Medtronic plc has announced that its Affera Sphere-360 catheter, designed for the treatment of paroxysmal atrial fibrillation (AFib), has received CE Mark approval in Europe and completed first cases in the Horizon 360 IDE pivotal trial in the United States.
The Sphere-360 catheter is a single-shot pulsed field ablation (PFA) device that integrates mapping and ablation capabilities. It features an adjustable lattice design intended to conform to different pulmonary vein anatomies and deliver energy without requiring rotation at each position. The device is fully compatible with the Affera mapping and ablation system.
Physicians in several regions have already adopted the Affera mapping and ablation system along with the Sphere-9 catheter, citing safety and durability. Tobias Reichlin, M.D., Director of Electrophysiology at Inselspital University Hospital in Bern, Switzerland, said: “The Sphere-360 catheter offers an excellent balance between ease of use and consistency in outcomes. Its design conforms to the pulmonary vein in a unique way that delivers consistent, effective and durable lesions for AFib patients, without any rotation of the catheter. With the full integration into the Affera mapping system, it’s an exciting step forward for patient care in Europe.”
The Sphere-360 catheter provides circumferential lesion delivery from its 34 mm lattice without rotation, adapts to patient anatomy, enables navigation, mapping, and ablation through a single transseptal puncture with no need for catheter exchange, offers real-time local impedance data for tissue proximity assessment, and uses an over-the-wire design for stability. It is also compatible with FlexCath Contour 10 French deflectable sheath.
Vivek Reddy, M.D., Director of Cardiac Arrhythmia Services at Mount Sinai Health System in New York City stated: “Advances in electrophysiology over the past several years are having a significant impact on care for arrhythmia patients, and Affera has been a key part of that impact. Now with Sphere-360, we have a new and differentiated single-shot PFA catheter with the potential to deliver the next phase of innovation. It’s an exciting time for physicians and patients and we’re not slowing down.”
Results from a European study on Sphere-360 were presented at a major cardiology meeting and published in April 2025. The study was prospective, single-arm, multi-center across European sites and showed positive efficacy, safety, and durability results leading to CE Mark approval.
Rebecca Seidel, president of Medtronic’s Cardiac Ablation Solutions business unit said: “The achievement of CE Mark for Sphere-360, as well as the first cases in the U.S. IDE trial, mark two major achievements in our effort to deliver new and better treatments to AFib patients. We’re committed to leading in PFA and bringing meaningful innovation at a regular cadence.”
The Horizon 360 IDE study is being conducted at centers across the United States to evaluate safety and effectiveness of this technology for treating paroxysmal AFib.
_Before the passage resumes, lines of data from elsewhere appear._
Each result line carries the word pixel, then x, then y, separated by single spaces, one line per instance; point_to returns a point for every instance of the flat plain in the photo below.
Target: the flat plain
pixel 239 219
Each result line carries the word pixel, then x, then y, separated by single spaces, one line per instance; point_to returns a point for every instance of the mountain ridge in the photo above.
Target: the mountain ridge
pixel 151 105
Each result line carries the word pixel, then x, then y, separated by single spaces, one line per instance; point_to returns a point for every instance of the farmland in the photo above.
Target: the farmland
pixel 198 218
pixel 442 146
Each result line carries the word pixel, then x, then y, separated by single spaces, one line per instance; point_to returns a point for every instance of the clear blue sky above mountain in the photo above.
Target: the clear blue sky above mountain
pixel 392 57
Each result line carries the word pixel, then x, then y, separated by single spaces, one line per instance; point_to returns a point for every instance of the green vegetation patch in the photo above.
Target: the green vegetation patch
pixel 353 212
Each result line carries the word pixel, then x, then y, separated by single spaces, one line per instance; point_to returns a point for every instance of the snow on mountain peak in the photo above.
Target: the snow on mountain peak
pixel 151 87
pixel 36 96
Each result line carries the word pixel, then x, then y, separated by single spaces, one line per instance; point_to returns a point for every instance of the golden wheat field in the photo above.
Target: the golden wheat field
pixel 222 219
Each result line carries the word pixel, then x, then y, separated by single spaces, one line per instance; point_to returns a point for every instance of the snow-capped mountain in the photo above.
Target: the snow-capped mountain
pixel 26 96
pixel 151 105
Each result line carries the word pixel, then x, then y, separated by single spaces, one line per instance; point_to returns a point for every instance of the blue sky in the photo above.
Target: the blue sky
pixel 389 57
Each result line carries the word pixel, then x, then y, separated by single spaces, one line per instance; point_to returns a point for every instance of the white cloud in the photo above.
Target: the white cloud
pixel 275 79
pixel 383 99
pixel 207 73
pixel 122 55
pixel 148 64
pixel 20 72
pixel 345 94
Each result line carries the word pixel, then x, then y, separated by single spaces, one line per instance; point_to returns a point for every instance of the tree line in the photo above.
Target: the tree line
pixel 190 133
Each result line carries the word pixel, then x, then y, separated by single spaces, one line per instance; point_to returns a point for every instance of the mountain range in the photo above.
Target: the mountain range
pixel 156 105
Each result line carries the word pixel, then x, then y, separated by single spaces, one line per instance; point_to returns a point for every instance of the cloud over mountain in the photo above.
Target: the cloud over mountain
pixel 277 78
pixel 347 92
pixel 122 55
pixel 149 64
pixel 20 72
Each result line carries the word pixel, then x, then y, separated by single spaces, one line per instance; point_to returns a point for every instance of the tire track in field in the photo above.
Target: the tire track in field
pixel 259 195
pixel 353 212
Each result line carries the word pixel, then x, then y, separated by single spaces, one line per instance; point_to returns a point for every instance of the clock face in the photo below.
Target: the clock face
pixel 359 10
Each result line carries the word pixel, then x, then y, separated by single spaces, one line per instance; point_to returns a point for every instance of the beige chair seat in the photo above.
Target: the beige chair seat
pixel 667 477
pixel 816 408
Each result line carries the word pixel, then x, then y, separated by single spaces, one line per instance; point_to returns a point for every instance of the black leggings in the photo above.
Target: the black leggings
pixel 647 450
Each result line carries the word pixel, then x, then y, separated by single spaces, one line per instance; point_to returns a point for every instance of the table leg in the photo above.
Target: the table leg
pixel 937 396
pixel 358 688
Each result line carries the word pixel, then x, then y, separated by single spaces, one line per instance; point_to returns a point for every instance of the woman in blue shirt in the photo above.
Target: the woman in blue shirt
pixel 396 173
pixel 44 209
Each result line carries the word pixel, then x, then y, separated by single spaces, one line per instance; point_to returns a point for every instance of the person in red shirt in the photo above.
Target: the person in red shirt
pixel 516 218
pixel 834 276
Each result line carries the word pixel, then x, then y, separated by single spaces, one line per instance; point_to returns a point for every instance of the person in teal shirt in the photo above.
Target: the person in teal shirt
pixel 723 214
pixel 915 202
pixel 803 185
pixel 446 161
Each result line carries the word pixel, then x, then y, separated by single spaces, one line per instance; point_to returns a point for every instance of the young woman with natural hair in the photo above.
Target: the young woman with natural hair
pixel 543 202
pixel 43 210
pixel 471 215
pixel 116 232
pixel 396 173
Medtronic was previously first to offer two PFA systems globally: PulseSelect Pulsed Field Ablation System—available now in more than 35 countries—and Sphere-9 all-in-one dual energy mapping/ablation catheter used for persistent AFib or CTI-dependent atrial flutter. The Affera system with Sphere-9 is approved across multiple regions including Europe, Australia/New Zealand, Japan, as well as having received FDA approval.
Atrial fibrillation affects more than 60 million people worldwide; it often progresses from intermittent episodes (paroxysmal) to persistent forms associated with increased risks such as heart failure or stroke.
Medtronic plc is headquartered in Galway, Ireland. The company employs over 95,000 people globally across more than 150 countries. Medtronic develops technologies addressing about 70 health conditions including cardiac devices and surgical tools; further information can be found at www.Medtronic.com.
“Any forward-looking statements are subject to risks and uncertainties such as those described in Medtronic’s periodic reports on file with the Securities and Exchange Commission. Actual results may differ materially from anticipated results.”
Dr. Reddy is a paid consultant for Medtronic.